AAPA2016: Thursday
What a day! This was my first day at an anthropology conference, and I spent the entire morning in a session called "Hybridization in human evolution: What can other organisms tell us?" The emphasis was definitely on other organisms. I heard the Grants talking about the finches, which was quite similar to the talk I heard them give back in Ottawa at Evolution 2012. Deja vu all over again.
Beyond that, it was incredibly refreshing to hear the talks in this symposium. Hybridization has been a passing interest of mine for a long time (thanks to Frank Marsh), and long ago, I came to the conclusion that hybridization was not remotely rare (like I had been taught) and that the biological species concept didn't really explain what we were seeing in the real world of hybridizing species.
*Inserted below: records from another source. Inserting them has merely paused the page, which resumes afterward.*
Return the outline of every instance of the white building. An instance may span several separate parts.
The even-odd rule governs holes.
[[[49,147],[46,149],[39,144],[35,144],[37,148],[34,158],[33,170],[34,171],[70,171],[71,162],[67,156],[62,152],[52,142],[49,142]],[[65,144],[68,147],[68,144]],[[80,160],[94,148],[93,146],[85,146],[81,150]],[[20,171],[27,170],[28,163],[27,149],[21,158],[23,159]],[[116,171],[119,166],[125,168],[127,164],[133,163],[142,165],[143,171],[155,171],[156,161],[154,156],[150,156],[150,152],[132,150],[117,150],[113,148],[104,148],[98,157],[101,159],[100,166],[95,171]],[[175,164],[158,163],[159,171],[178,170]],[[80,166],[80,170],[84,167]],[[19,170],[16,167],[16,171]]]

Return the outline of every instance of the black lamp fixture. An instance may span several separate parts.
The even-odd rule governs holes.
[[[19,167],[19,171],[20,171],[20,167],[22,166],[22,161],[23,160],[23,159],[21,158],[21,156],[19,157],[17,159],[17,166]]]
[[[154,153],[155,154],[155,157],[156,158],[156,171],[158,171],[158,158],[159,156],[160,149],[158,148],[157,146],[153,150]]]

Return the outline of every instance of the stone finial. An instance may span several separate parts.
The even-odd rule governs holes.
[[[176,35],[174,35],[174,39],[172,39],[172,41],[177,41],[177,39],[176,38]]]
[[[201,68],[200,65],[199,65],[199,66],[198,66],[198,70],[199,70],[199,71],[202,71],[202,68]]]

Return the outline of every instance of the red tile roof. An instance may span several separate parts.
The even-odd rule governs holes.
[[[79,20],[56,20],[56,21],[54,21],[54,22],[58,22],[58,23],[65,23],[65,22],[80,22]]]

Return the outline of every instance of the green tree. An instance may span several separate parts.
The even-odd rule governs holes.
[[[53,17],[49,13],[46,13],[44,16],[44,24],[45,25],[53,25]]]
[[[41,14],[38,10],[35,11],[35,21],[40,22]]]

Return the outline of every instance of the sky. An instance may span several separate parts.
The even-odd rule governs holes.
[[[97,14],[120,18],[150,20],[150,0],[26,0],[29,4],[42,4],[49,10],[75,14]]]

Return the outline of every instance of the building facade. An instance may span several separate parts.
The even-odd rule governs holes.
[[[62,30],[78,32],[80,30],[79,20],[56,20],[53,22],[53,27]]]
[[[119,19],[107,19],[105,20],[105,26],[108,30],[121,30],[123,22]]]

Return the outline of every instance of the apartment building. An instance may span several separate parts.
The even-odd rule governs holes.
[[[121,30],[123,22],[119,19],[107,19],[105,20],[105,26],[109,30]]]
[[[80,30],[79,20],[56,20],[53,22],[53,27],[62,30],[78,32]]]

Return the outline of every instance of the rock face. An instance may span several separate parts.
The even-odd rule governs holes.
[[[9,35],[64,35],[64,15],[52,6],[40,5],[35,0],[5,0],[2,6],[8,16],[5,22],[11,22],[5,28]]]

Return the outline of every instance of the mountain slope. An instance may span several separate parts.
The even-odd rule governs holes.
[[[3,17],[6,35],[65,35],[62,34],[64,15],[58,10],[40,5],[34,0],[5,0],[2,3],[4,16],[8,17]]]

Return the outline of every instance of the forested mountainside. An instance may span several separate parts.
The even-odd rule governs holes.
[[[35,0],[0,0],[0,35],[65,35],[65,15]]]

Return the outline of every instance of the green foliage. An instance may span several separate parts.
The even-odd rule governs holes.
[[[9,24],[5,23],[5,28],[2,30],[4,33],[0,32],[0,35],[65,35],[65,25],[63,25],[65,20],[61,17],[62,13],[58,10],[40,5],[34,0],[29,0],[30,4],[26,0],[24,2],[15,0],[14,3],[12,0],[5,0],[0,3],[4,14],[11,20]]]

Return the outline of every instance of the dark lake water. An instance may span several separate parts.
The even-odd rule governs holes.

Sure enough, Rebecca Ackermann of the University of Cape Town said that the Biological Species Concept is basically dead. That was in the first talk of the day. In the second, Mike Arnold of the University of Georgia said that introgressive hybridization is the rule in eukaryotes, plants and animals.
Now that might not mean much to you, but it means a lot to me. The biological species concept was an explicitly evolutionary idea, that species would be distinguished by their inability to breed with each other. In other words, as a new species evolves, it becomes unable to cross with members of other species. The mule (horse x donkey) and liger (lion x tiger) were thought of as exceptions that proved the rule.
Now I say that biological species concept is evolutionary, and it was, but predecessors of the BSC were not. The idea of reproductive faithfulness characterizing species goes back to the beginning of modern science, and the sterility of the mule was thought to prove that God did not approve of hybrids messing up His species.
Now we know that isn't the case. Species hybrids are very, very often fertile and able to produce their own offspring, and creationists have largely come to terms with species coming from other species. So it's great to hear that scientists who study hybridization are beginning to recognize that the simple idea of reproductive isolation isn't quite cutting it any more.
This is especially relevant in light of the afternoon session that I attended, where I heard talk after talk discussing the intricacies of human hybridization. I learned that there is a dearth of Denisovan and Neandertal alleles around the FOXP2 gene. FOXP2 is associated with speech in modern humans, so that was interesting. There were several talks on Neandertal immunity genes and methods for detecting traces of "adaptive introgression," the situation where a Neandertal or Denisovan gene becomes selected for when expressed in a modern human genome.
I learned lots of other things too, but hybridization was the highlight of my day. Tomorrow, I'm going to attend some talks on actual physical anthropology here at the physical anthropology conference. That will be different.